Chris Vuklisevic - Du thé pour les fantômes

Du thé pour les fantômes, Chris Vuklisevic, 2023, 439 pages

Félicité et Agonie sont deux soeurs qui ne se sont pas vues depuis des dizaines d'années. Deux soeurs un peu particulières : l'une dialogue avec les fantômes pour leur permettre de partir en paix quand l'autre est une sorcière recluse au fond des montagnes. Mais la mort de leur mère va réunir les jumelles et les mettre en quête de leurs origines.

C'est peu dire que Du thé pour les fantômes commence de manière déstabilisante. Les personnages sont peu sympathiques, les capacités d'Agonie font frissonner, la place et le rôle du narrateur est peu clair, l'enjeu du récit n'est pas évident et le tout n'est pas conté de manière linéaire. L'ensemble donne une sensation vraiment étrange qui a eu du mal à m'accrocher.

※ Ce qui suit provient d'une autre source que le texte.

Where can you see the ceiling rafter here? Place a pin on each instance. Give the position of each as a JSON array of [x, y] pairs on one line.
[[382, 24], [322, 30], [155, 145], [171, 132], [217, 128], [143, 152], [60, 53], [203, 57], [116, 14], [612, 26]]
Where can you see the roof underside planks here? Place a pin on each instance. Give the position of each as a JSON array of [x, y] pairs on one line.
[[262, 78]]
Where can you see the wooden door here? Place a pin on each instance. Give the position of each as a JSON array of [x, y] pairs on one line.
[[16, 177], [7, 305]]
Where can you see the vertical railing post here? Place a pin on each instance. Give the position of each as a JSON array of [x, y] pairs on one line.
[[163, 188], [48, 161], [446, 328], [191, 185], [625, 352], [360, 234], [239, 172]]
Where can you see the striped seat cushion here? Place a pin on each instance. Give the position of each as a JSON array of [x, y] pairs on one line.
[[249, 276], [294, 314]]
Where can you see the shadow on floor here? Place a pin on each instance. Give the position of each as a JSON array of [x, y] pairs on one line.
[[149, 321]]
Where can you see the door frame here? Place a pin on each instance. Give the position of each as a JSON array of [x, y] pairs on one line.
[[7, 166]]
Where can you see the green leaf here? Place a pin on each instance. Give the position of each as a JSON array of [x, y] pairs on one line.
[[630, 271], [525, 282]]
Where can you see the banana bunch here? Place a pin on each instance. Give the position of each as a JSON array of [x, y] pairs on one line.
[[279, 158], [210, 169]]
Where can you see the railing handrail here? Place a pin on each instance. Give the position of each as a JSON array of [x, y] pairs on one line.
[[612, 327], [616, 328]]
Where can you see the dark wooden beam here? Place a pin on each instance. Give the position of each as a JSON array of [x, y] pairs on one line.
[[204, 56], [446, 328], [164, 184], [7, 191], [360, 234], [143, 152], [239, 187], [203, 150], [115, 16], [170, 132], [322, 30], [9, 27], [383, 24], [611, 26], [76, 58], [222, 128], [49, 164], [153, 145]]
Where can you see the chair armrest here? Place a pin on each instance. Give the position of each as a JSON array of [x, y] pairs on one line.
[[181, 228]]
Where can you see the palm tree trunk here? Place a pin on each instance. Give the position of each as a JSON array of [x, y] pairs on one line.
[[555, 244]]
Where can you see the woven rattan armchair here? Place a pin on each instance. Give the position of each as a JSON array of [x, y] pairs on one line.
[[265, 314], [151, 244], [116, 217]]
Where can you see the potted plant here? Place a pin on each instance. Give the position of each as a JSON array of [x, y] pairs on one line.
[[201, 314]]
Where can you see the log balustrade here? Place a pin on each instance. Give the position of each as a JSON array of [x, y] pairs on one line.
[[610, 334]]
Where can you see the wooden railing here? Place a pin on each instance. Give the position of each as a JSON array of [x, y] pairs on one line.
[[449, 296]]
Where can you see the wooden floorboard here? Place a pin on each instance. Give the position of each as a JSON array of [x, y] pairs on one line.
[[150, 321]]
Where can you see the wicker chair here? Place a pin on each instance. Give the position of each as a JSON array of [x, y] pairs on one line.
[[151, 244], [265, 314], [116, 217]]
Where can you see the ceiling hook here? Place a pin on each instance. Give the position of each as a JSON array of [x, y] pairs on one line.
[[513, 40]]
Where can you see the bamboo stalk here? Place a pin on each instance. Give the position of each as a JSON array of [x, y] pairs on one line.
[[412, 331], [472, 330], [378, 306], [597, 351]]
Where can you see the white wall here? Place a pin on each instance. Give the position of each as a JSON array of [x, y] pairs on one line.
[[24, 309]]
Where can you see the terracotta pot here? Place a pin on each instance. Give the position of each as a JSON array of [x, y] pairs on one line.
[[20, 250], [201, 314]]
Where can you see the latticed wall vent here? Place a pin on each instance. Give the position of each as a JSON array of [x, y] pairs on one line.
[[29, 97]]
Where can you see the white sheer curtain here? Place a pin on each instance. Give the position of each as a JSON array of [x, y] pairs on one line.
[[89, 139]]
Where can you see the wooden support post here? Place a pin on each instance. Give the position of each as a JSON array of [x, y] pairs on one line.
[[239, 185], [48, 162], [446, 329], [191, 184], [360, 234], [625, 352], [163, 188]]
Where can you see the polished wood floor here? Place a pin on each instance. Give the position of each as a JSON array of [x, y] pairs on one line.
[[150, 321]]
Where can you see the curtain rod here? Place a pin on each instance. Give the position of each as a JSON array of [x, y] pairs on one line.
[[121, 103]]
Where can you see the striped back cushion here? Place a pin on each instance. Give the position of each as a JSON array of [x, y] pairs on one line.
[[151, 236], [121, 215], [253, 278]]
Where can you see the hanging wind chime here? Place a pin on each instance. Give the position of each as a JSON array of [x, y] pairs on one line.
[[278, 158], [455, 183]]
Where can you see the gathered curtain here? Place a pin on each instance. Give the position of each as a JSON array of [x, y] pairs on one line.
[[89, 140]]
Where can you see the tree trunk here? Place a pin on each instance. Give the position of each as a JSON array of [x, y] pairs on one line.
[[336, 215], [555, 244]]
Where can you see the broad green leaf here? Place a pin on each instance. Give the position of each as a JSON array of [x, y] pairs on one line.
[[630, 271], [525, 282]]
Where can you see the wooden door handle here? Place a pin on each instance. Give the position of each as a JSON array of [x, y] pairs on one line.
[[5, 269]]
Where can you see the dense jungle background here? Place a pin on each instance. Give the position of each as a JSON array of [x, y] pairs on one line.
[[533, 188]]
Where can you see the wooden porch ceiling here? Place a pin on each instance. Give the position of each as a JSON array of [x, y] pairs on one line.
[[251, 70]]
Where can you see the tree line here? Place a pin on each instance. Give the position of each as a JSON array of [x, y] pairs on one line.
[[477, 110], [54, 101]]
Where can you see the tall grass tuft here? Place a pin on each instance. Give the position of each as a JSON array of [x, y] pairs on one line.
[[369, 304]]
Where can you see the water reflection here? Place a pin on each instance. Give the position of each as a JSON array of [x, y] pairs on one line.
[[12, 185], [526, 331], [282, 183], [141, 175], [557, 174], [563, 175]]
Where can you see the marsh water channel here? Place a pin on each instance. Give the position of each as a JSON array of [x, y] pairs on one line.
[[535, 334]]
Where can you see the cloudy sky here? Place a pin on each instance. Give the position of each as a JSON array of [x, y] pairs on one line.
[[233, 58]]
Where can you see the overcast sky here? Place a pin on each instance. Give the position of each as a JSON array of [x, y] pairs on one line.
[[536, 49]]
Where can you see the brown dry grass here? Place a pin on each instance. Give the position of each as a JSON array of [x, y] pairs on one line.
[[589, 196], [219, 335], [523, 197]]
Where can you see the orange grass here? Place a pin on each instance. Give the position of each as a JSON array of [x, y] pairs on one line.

Mais pourquoi autant de personnes ont bien pu adorer ce roman ? C'est en poursuivant que j'ai compris.

Du thé pour les fantômes est un roman qui ne cesse de s'améliorer au fil de ses pages. Il m'aura défintivement acquis à sa cause lors d'un sublime passage à deux voix, aussi réussi sur le fond que sur la forme, qui dit parfaitement les rancoeurs et les points de vue différents que deux personnes peuvent acquérir, sans que l'une ait plus raison que l'autre. C'est un point de bascule pour moi mais ce n'est pas une rupture, c'est seulement l'aboutissement - le premier aboutissement - d'une grande maitrise de la part de Chris Vuklisevic dans sa construction du récit.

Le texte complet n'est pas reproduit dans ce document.